The law’s privacy provisions have also been questioned. Senator Rand Paul, R-KY, has introduced a bill to repeal the provisions of FATCA that he says undermine the privacy of U.S. citizens. “The intent of this law was to prevent tax evasion by increasing access to overseas bank accounts held by U.S. citizens,” Paul said in a letter to his Senate colleagues.

“However, any law enforcement benefits have been vastly outweighed by the deleterious effects of FATCA on economic growth and the financial privacy of Americans,” he wrote.

And across the political isle, Representative Carolyn B. Maloney, D-NY, is concerned about the absence of representation for the interests of ex-pat Americans in Congress.

“It's not always easy being an ex-pat American working overseas, yet still voting and paying taxes and maintaining ties here at home,” she said in an email. “That's why I've long been an advocate for overseas Americans and why I've reintroduced my bill establishing a federal commission to examine how U.S. laws, policies, and bureaucracy affect this hidden constituency.”

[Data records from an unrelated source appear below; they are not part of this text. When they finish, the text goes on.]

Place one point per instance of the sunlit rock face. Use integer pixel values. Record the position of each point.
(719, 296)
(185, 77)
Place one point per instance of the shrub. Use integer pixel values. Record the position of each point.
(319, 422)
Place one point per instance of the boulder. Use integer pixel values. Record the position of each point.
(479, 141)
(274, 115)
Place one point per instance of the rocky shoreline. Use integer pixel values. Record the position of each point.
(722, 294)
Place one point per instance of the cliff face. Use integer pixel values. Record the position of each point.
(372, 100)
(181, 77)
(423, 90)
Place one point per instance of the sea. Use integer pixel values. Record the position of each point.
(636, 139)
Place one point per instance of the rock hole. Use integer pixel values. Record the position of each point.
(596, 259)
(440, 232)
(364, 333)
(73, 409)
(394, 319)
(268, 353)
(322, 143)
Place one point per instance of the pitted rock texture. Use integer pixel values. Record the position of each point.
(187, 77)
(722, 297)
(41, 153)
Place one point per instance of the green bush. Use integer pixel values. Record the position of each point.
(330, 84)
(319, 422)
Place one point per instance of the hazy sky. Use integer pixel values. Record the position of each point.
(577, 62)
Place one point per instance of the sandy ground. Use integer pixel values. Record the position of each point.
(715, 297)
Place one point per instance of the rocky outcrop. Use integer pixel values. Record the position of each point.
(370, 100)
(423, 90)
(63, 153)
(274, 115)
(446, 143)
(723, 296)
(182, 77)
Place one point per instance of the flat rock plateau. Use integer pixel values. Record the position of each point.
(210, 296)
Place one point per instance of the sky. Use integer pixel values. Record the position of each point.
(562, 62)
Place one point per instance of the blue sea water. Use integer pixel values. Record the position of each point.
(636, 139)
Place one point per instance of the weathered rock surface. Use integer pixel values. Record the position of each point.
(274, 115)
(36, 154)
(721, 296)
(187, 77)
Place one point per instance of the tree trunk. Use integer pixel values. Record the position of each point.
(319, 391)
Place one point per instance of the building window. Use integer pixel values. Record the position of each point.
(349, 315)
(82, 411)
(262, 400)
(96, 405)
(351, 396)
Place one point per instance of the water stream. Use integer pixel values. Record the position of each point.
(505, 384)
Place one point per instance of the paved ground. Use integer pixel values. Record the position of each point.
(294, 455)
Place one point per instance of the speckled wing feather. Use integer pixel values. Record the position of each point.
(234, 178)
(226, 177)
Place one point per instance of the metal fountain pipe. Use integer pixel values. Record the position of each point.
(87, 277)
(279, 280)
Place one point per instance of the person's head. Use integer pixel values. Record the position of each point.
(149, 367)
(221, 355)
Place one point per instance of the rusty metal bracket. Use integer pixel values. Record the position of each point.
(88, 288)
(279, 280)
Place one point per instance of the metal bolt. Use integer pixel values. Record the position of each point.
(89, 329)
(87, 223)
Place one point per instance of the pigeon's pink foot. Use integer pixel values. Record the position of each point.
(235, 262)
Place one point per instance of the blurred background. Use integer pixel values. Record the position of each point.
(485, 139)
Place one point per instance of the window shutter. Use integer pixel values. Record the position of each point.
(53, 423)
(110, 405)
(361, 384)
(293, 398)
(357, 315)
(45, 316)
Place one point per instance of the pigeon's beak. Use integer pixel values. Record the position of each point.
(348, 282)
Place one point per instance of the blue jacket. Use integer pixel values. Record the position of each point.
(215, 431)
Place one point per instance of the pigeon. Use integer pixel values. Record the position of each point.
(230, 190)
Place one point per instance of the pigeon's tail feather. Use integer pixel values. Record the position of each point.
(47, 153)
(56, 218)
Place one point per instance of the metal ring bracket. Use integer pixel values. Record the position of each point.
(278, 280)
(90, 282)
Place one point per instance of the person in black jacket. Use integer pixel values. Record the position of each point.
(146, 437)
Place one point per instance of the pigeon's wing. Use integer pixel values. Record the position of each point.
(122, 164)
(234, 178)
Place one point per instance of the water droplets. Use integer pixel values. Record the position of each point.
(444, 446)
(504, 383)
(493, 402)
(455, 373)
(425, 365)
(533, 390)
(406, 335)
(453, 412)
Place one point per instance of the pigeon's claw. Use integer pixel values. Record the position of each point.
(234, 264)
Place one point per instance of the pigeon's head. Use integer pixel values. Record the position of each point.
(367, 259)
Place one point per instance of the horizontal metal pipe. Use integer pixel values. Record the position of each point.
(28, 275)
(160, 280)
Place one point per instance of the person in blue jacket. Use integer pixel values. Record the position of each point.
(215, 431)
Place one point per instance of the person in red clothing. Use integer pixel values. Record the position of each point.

Maloney argues that whether or not ex-pats work for American businesses overseas, they help increase exports of American goods and services because they traditionally buy American goods, sell American goods, and create business opportunities for U.S. companies and workers. She says their role in strengthening the U.S. economy, creating jobs in the United States, and extending American influence around the globe is vital to the well being of our nation.

“We're up to 16 co-sponsors from all parts of the country, so there's momentum behind the ‘Commission on Americans Living Abroad Act’ and I'm optimistic about its prospects,” said Maloney.

While there’s little indication FATCA will be repealed, the many unresolved questions about its inadvertent effects and insufficient privacy protections provide for a long road ahead.

“Of course there will be hiccups,” said Itai Grinberg of Georgetown Law. “Try to build a global system it takes a long time and it’s not easy. I suspect that over the next five to 10 years we will build it.”

For Americans currently overseas, this means living under universal suspicion without individual evidence until a better system can be worked out.

“Americans should care that their fellow Americans who live abroad and are proud of their country and love their country but don’t necessarily feel the need to live within its borders don’t have the rights and privileges guaranteed by the American constitution," said Eysselinck. “We should be considered innocent until proven guilty. The current situation is that Americans are considered guilty simply by virtue of the fact that they do not live on the American continent and this is profoundly wrong.”